I can't prove what I'm about to say, but it's my general suspicion that one of the worst things that happened to the Western intellectual world was that it permitted the flourishing of the notion of "intelligent design". I vaguely remember this notion getting a start in the late 1980s and early 1990s, when I was getting through high school, and as the chart perhaps shows, the idea only gained popularity after that.
What's "intelligent design"? It was a fanatical Christian reaction to humiliation on the subject of evolution and "young Earth creationism". Growing up with a science-nerd father and science-nerd friends and the play "Inherit the Wind" on the public-school curriculum, I believed in childhood that hardcore Christian creationists‚ i.e. the people who insisted that the Biblical Genesis narrative was literally true and therefore a refutation of scientific consensus on geology and biology, had been defeated and destroyed. Science™ had won out over goofy Christian ideology...except, it didn't.

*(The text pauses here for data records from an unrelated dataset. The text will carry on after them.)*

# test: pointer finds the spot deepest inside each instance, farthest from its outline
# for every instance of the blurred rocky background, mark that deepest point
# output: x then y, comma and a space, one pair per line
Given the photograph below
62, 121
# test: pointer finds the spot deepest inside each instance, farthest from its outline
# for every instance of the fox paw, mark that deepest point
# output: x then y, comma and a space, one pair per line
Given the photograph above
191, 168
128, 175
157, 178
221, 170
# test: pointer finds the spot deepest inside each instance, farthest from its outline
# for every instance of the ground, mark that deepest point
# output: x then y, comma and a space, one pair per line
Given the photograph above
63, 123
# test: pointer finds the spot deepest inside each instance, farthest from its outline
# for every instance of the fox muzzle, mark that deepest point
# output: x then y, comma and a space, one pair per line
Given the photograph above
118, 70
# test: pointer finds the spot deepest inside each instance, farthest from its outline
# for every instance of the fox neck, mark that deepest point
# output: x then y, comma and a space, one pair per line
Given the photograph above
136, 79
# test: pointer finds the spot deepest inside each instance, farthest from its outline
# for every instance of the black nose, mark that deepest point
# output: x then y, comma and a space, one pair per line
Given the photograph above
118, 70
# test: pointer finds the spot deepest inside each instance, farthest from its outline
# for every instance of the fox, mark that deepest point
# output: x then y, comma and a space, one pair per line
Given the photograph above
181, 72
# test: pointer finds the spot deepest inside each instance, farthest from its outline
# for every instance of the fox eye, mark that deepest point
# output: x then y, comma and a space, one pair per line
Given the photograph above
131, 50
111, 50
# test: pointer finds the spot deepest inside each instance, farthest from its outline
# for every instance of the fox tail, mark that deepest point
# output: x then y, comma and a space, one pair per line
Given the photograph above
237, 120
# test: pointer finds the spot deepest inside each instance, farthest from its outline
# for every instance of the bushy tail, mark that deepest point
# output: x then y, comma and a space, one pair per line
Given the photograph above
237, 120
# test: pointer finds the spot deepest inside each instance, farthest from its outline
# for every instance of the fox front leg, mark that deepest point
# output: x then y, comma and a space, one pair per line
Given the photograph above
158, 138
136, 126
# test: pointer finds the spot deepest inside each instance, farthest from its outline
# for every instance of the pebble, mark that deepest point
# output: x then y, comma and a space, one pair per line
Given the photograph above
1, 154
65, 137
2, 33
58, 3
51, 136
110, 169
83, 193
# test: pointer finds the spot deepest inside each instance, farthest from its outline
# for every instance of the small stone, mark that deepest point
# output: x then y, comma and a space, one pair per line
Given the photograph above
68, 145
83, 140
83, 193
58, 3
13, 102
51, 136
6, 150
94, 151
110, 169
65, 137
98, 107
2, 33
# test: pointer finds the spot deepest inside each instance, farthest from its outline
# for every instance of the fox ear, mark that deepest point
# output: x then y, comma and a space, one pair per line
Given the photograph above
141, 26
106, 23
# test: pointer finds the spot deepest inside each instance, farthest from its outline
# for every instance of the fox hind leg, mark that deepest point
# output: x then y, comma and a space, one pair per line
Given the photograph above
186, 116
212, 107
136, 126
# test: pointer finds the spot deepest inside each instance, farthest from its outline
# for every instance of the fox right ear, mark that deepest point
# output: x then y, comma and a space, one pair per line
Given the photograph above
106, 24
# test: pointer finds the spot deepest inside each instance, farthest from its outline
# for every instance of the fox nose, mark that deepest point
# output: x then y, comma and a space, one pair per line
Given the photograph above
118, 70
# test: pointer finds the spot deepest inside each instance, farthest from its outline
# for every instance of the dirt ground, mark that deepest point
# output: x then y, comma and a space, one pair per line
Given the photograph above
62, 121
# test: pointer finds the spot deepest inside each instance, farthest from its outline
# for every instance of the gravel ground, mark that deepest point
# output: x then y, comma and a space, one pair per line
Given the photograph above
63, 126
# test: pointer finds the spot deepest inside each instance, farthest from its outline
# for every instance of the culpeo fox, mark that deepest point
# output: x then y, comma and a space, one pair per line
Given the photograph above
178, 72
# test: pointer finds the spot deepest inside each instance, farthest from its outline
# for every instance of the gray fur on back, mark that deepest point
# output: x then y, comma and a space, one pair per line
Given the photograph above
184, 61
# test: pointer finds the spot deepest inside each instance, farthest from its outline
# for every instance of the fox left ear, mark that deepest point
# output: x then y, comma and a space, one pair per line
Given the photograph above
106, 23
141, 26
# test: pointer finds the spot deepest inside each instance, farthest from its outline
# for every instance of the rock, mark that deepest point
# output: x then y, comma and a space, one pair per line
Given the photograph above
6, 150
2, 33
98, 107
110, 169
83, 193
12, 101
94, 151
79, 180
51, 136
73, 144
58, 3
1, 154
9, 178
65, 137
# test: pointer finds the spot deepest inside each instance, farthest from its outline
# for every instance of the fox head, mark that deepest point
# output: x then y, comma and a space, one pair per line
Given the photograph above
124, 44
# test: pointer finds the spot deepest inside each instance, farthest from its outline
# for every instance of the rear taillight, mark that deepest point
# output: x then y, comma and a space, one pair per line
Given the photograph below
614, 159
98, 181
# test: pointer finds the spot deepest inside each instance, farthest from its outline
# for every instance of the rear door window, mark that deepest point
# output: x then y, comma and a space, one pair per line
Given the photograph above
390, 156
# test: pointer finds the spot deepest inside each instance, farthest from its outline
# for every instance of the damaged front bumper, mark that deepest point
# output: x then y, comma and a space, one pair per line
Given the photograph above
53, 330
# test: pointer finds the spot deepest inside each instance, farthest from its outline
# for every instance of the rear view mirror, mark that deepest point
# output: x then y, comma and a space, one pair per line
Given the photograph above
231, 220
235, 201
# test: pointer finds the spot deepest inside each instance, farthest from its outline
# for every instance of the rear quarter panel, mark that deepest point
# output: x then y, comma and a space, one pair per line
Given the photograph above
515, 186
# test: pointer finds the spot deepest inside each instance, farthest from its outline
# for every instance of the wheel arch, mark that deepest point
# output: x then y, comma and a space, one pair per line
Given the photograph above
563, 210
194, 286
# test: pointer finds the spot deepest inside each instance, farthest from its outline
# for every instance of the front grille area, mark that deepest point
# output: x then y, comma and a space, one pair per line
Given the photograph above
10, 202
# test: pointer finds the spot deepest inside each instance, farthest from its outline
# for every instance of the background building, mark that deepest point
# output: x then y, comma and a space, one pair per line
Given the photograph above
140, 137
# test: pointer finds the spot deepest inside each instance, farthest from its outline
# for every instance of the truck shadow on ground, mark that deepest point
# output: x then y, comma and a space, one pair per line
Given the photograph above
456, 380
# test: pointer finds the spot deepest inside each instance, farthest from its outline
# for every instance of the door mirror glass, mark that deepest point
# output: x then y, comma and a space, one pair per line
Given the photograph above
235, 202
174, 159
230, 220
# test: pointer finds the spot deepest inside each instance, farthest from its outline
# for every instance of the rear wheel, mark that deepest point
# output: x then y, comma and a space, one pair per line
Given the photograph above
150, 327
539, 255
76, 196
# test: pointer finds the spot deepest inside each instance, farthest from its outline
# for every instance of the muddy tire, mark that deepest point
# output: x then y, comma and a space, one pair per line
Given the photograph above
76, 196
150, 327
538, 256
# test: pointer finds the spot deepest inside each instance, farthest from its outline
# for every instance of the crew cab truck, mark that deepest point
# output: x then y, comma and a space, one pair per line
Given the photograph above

"Intelligent design" was the creationists' compromise, and I suspect that it's been a highly successful and insidious one: they switched from baldfaced assertion of the literal truth of scriptural creation mythology to a subtler plan of corrupting scientific inquiry with religious doctrines. Believers in "intelligent design" claimed that biology itself proved the existence of a Creator, and that it was somehow possible through scientific inquiry to demonstrate that complex living organisms could only exist so long as they were the products of "intelligent design". Creationists had already been experimenting with arguments of this sort, e.g. by pretending for example that structures like wings or eyes couldn't possibly be explained by any sensible incremental process. "How could a half-functional eye work? Of what use is a partial wing?" (As it turns out, both of these things confer clear evolutionary advantages, but creationists are good at ignoring counterexamples.) The purported "theory of intelligent design", which was falsely presented to the public as though it were a full-fledged theoretical competitor to evolutionary biology, claimed that rigorous examination of biological structures couldn't help but reveal the presence of a Creator.
And...they won. They got their way, not the least because the very word "theory" has always been fatally muddled in Western discourse. In popular usage, "theory" means "hypothesis", i.e. an unproven postulate or speculation, and thus "evolution is just a theory" has gained a solid foothold in the popular imagination. One "theory" (i.e. one speculation, to use the popular definition of "theory") is worth no more than any other, and therefore "intelligent design" means as much as evolutionary biology. Teach the controversy! etc.
I always thought the notion of "intelligent design" was horrifying—not because I feel threatened by the notion itself, but because promoting it as a scientific theory was clearly dishonest. How could one possibly "research" such a thing? From the bits that I saw, it seemed a simple matter of calculated despair, i.e. the purported ID "researcher" would simply find something complicated enough as to defy immediate explanation, and therefore conclude that God must have done it rather than inquire further. Whatever that is, it's not science, and yet from what I can tell, it was never decisively refuted. Christian fanatics were allowed to have their own branch of false biology to themselves, and I daresay that's encouraged the growth of an entire substratum of reactionary-Christian pseudointellectual disciplines. Just as there's "Christian rock" and "Christian movies" and "Christian gaming", there's "Christian psychology" and "Christian biology" and other ideologically warped versions of legitimate academic disciplines.
Maybe such a process has been unavoidable—maybe it's been impossible to fight it. How can one actually refute faith that's disguised itself as science? What possible logical arguments—arguments that the Christian faithful would feel bound to accept—can be marshalled against "intelligent design" or any other pseudoscience that's covertly rooted in fanatical Christian faith?